The Yellow Book is the garden visitor’s Bible. Faith Eckersall takes a trail round the top new picks for Dorset 2015

There are 82 separate garden experiences in The Yellow Book. That means you could easily visit more than one every week.

And while the avids will try and do them all, what horticulture vultures really want to know is who are opening the new gardens and what those gardens contain.

As patron Prince Charles – a keen garden visitor himself – puts it in the Yellow Book’s introduction: “I know from my own visits to gardens that I enjoy returning to familiar places, but equally I look forward to being introduced to unknown treasures.”
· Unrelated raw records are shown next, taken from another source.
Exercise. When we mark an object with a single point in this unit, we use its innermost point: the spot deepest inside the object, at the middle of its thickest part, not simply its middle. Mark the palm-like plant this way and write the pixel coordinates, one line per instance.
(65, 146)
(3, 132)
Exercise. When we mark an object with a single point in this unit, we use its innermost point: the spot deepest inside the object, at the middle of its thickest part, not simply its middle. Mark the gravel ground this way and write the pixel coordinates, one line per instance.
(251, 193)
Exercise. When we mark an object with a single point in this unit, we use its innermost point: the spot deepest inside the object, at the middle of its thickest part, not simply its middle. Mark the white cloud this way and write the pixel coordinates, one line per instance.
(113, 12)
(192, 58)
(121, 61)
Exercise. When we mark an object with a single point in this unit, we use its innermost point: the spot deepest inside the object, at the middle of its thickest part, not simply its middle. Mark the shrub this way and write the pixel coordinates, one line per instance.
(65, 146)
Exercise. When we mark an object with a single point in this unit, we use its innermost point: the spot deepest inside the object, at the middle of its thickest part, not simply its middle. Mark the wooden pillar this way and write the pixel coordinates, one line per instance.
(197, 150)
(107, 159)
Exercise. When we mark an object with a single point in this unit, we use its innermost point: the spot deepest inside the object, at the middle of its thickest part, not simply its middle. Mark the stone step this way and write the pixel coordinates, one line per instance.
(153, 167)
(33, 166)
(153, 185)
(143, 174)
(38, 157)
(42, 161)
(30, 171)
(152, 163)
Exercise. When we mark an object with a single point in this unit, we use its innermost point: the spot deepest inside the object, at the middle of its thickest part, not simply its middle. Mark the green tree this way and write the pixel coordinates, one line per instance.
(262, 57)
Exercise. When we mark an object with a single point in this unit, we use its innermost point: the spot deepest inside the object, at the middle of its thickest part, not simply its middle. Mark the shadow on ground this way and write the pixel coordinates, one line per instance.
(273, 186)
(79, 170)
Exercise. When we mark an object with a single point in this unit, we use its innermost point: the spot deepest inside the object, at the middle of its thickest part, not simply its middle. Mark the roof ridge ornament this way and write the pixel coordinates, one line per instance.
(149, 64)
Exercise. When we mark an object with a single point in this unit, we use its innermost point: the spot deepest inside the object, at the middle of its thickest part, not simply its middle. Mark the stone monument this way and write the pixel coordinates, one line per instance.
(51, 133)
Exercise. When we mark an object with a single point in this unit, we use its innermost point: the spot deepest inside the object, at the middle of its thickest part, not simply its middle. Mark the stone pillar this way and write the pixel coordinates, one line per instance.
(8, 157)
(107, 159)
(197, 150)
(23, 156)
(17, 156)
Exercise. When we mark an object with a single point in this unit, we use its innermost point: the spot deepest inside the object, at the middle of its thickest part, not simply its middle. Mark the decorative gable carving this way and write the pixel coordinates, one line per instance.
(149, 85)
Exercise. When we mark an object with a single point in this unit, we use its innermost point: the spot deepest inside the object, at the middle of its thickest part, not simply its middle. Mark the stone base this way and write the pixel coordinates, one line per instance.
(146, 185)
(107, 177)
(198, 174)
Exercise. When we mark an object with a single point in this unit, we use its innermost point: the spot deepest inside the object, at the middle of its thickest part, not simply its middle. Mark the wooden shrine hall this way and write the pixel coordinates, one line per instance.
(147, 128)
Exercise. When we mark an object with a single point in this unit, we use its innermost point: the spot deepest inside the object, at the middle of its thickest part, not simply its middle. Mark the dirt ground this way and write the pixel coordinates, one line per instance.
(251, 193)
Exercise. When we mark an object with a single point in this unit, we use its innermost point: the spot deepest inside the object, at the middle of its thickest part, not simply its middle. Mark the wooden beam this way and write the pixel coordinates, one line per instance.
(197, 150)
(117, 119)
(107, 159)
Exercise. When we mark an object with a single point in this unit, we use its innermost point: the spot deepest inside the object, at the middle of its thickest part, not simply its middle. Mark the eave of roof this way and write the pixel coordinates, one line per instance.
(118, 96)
New Yellow Book additions for Dorset include 63 East Street and Hurford House, opening for the first time as part of Beaminster open gardens in June, promising ‘masses of roses, unusual climbers, shrubs and swathes of perennials’.

Also opening for the first time is Kitemoor Cottage in Manswood, Wimborne, home of Alan and Diana Guy, who want to show off their ‘Half acre plantsperson’s garden’ with ‘glorious countryside views’.

Down in Lyme Regis in Sidmouth Road is Little Cliff, which boasts white, hot and bog gardens, as well as ‘spectacular views of Lyme Bay’.

Lytchett Minster Gardens will be showing off 57 Dorchester Road and Friars Green, in addition to popular favourites Old Button Cottage, Heron House, plus gardens on Old Forge and Orchard Closes. Pleached limes, cottage borders and hardy orchids await the visitor to new opening Staddlestones, at 14 Witchampton Mill, Witchampton.

This garden will be joining the new delights of Abbey Cottage, Swiss Cottage and Yellow Cottage as part of the new group opening attraction of Witchampton Gardens.